If you don't take brands seriously then it's just a form of capitalism where anyone can make the same product and sell it and market it and then that's just even more waste in the world cause a supplier won't sell as much but they're producing the product and the consumer doesn't care where they get it from as long as it's the cheapest so I feel like there needs to be less suppliers really and stop all that capitalism stuff going on. I see it in my little town all the time, a new supermarket opens up or something and then the old supermarkets still stock the same quantities, but the new supermarket take 50% of the business away = 50% more waste on the old business, gets thrown in the bin, supermarket loses money, prices go up. One reason I choose to purchase from local businesses if I can and not supermarket chains that need to compete against each other.
Funny thing is if you told me you’ve heard that word used in any other context I wouldn’t believe you.
i think it's always been the same general context. but not necessarily cb/trucker talk, just someone saying "no" in slightly different language.
No one around here ever uses that word. I suppose from your perspective no one ever says ‘That’s wicked mean pissa”, “Rippah” or “The Hub”
you're right, i don't think i've ever heard those things said in real life. maybe the hub, although not necessarily in the same context. i knew that new england had its own accent, but i didn't realize that you guys had an entirely different language from us midwesterners.

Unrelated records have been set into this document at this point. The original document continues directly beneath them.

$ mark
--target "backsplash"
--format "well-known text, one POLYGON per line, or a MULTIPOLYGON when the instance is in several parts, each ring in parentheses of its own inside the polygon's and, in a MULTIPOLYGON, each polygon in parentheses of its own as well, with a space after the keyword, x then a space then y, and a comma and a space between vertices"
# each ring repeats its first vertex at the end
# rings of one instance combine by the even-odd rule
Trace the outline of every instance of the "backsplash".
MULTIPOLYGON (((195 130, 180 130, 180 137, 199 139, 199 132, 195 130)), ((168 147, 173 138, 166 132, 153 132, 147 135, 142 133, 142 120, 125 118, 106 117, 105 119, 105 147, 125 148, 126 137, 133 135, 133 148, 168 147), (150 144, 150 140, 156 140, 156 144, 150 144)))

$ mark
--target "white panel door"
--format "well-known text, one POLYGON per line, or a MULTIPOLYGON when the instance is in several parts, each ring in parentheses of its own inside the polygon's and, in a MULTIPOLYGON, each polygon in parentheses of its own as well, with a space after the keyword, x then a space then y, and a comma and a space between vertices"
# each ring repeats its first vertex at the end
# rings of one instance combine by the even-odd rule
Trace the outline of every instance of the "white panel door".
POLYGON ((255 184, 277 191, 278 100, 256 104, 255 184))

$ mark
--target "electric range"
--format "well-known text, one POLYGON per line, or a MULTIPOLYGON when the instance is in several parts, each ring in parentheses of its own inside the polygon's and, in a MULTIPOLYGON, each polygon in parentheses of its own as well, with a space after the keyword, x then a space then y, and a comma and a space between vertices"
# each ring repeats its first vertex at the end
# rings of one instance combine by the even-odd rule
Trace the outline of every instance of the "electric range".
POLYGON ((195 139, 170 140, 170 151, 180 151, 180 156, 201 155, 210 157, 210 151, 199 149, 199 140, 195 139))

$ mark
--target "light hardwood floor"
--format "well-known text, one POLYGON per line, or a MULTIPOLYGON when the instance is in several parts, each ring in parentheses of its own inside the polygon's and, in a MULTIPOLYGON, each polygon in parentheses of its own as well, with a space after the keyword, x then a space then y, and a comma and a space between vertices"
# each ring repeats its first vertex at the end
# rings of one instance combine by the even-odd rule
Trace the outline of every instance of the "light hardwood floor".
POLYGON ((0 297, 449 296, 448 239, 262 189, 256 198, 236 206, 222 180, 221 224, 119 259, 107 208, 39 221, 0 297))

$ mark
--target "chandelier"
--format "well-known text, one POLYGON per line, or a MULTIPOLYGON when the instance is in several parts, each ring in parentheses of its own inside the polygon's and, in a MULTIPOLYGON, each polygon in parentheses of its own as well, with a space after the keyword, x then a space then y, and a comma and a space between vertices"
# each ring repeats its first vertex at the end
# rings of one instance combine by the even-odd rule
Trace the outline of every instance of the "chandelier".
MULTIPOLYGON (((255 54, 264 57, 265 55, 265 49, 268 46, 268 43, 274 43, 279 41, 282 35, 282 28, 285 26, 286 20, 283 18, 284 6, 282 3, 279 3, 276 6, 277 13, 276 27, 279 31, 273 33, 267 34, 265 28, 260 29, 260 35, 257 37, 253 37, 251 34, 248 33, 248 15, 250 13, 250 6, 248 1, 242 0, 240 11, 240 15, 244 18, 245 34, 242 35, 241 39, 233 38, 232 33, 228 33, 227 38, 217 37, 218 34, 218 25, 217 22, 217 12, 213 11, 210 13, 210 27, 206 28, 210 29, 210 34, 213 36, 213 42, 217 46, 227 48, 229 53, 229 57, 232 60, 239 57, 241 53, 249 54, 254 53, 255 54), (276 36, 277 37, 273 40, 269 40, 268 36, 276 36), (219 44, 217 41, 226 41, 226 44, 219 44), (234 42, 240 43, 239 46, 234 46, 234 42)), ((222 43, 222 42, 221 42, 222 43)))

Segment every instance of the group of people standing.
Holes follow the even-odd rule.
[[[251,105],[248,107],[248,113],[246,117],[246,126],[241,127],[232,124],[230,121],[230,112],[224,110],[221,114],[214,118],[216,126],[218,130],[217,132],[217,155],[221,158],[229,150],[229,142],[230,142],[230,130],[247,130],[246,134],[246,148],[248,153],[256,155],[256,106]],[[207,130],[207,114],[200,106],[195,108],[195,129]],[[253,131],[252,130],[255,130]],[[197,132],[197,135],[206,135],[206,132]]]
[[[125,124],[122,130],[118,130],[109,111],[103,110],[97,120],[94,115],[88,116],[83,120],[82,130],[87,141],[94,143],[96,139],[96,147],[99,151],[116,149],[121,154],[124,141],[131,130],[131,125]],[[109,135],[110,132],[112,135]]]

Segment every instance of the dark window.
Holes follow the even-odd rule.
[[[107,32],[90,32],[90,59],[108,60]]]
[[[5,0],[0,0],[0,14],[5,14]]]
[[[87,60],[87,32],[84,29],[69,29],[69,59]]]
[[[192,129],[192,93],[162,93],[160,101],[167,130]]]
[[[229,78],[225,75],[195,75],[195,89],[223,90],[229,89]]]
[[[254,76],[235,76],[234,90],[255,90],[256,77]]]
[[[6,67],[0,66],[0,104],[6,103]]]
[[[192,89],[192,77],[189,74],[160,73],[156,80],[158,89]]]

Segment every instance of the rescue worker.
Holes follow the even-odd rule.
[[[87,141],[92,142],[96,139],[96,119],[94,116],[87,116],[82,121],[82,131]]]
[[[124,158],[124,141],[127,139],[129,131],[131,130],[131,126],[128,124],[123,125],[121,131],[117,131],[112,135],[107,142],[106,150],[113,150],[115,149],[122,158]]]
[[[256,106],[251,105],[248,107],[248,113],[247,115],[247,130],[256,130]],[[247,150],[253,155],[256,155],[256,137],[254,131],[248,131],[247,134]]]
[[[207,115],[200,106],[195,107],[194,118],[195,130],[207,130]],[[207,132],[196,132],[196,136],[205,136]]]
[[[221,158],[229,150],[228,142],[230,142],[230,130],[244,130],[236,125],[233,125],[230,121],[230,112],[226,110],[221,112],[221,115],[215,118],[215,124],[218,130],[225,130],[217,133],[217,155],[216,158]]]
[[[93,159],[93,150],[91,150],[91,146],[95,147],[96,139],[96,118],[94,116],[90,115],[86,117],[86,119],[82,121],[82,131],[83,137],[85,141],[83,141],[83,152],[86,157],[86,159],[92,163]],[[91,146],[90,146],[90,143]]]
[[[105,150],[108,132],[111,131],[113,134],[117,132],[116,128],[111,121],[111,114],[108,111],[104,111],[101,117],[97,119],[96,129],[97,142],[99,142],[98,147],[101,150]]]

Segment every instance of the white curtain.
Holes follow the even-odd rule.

i like to think i'm pretty good at, had a lifetime of experience, not spending money i don't have on things that don't interest me. only one thing in my life i regret was buying a boat the one time in my life i might have been able to afford to buy land instead. i do owe at least partial credit for that error to someone other then myself. internet didn't exist yet, and talk radio, if it existed it would have been just getting started and was outside of my awareness either. at the time it seemed like a not bad idea, no property taxes and they weren't yet chaising people off of living on them. but i don't know any way i could have grown enough to eat on it, and not business person enough to have kept up moorage rent doing so. maybe i could have found some place legal and free to tie up at, but it would still have taken two people to get through the locks between lake union and out into the sound to head over to other islands and peninsulas. well that was mid 70s. after i'd "quit" the railroad and before i'd ever been to bed spring acres, ashland, eugene, medford, portland oregon, or smoked pot. the only h.u.b. i know anything about is an acranym for a sort of galactic united nations. i think schmitz used it in his telzey amberdon stories. the rest of those words, nope, i guess because of all the places i don't hang out or something. also i'm left coastal so i wouldn't know any eastcoastal terminology anyway. left coastal inland mountanal, and don't hang out in boozoriums. those being another of those things to spend money on that don't interest me. i did see the name hub on an iso (intermodal shipping) container. some sort of freight forwarding company of some kind i'm guessing.
It's called knowing your par. A good business person would not be inventorying much above their selling volume. This practice is very important, especially in the food and beverage business. If you are left with tons of non-sellable inventory you are incorrectly estimating your par.